What Are Babies Thinking Before They Start Talking?
Babies as young as five months old make distinctions about categories of events that their parents do not, revealing new information about how language develops in humans. The research by Sue Hespos, assistant professor of psychology at Vanderbilt University, and Elizabeth Spelke, professor of psychology at Harvard University, was published in the July 22 issue of Nature in the article “Conceptual precursors to language.”
“It’s been shown in previous studies that adults actually categorize things differently based on what language they speak,” Hespos said. “So, if language is influencing adults’ thought, one of our questions was, what’s going on with preverbal infants? Do children think before they speak?
“Language capitalizes on a pre-existing system of ‘I live in a 3-D world, I know how objects behave and interact,’” she continued. “This pre-existing ability suggests that children do think before they speak.”
Previous research has found that infants are sensitive to the acoustic variations that signal meanings in all the world’s languages that adults can no longer hear, even those variations that their own language does not use and that the adults around them no longer hear. For instance, an adult native-English speaker will not hear all of the sounds of Korean and vice versa. Infants hear these subtleties but lose this awareness as their language skills develop over the first year of life.

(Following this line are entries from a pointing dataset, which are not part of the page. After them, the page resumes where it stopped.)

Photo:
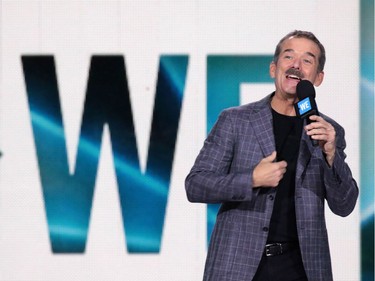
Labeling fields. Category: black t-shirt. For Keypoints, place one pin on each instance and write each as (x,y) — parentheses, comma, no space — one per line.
(287,131)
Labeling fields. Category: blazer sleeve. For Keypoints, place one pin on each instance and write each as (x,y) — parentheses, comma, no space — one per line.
(211,179)
(341,188)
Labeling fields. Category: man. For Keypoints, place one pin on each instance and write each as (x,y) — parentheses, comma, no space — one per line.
(272,182)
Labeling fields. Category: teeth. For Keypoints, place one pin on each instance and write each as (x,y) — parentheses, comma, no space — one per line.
(293,77)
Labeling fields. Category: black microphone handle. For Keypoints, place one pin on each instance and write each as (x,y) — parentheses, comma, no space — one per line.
(308,121)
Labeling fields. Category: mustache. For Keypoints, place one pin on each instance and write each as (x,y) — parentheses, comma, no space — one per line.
(296,72)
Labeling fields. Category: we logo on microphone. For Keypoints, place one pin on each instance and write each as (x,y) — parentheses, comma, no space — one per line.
(304,106)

“The languages of the world vary both in the sounds they require speakers to distinguish and in the meanings they require speakers to convey, and these differences influence what speakers of a language readily hear and think about,” Spelke said. “Our research asked how these differences arise: Does the experience of learning to speak English or Korean make you aware of the categories your language honors?”
The example they used to explore this question was differences between how different languages describe space. For example, the distinction between a tight fit versus a loose fit is marked in Korean but not in English. A cap on a pen would be a tight fit relationship, while a pen on a table would be a loose fit relationship. English does not mark this distinction in the same way, instead emphasizing the “containment” versus “support” relationship, for example: the coffee is in the mug or the mug is on the table.

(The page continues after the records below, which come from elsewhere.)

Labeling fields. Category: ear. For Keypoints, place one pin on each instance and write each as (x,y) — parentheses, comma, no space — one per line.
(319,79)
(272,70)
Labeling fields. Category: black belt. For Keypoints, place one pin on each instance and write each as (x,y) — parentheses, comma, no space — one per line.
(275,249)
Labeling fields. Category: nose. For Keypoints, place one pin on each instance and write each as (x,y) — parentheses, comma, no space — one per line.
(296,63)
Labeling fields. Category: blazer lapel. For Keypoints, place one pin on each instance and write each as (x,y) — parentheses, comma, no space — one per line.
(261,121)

Hespos and Spelke tested whether five-month-old infants from native English-speaking homes noticed whether objects fit tightly or loosely. The tests were based on infants’ tendency to look at events that they find to be novel. Infants were shown an object being placed inside a container that fit either tightly or loosely until the time they looked at the object being placed inside the container decreased. They were then shown new tight and loose fit relationships. The researchers found that the babies looked at the objects longer when there was a change between tight or loose fit, illustrating that they were detecting the Korean concept.
Hespos and Spelke also conducted the experiment with adults to confirm that English-speaking adults do not spontaneously make the tight versus loose fit distinction.
“Adults ignore tight fit versus loose fit and pay attention to ‘in’ versus ‘on,’” Hespos said. “Adults were glossing over the distinction that the babies were actually detecting.”
“These findings suggest that humans possess a rich set of concepts before we learn language,” Spelke added. “Learning a particular language may lead us to favor some of these concepts over others, but the concepts already existed before we put them into words.”
Hespos is a member of the Vanderbilt Kennedy Center for Research on Human Development and the Vanderbilt Vision Research Center. Spelke is co-director of Harvard’s Mind/Brain/Behavior Initiative. The research was supported by grants from the National Institutes of Health.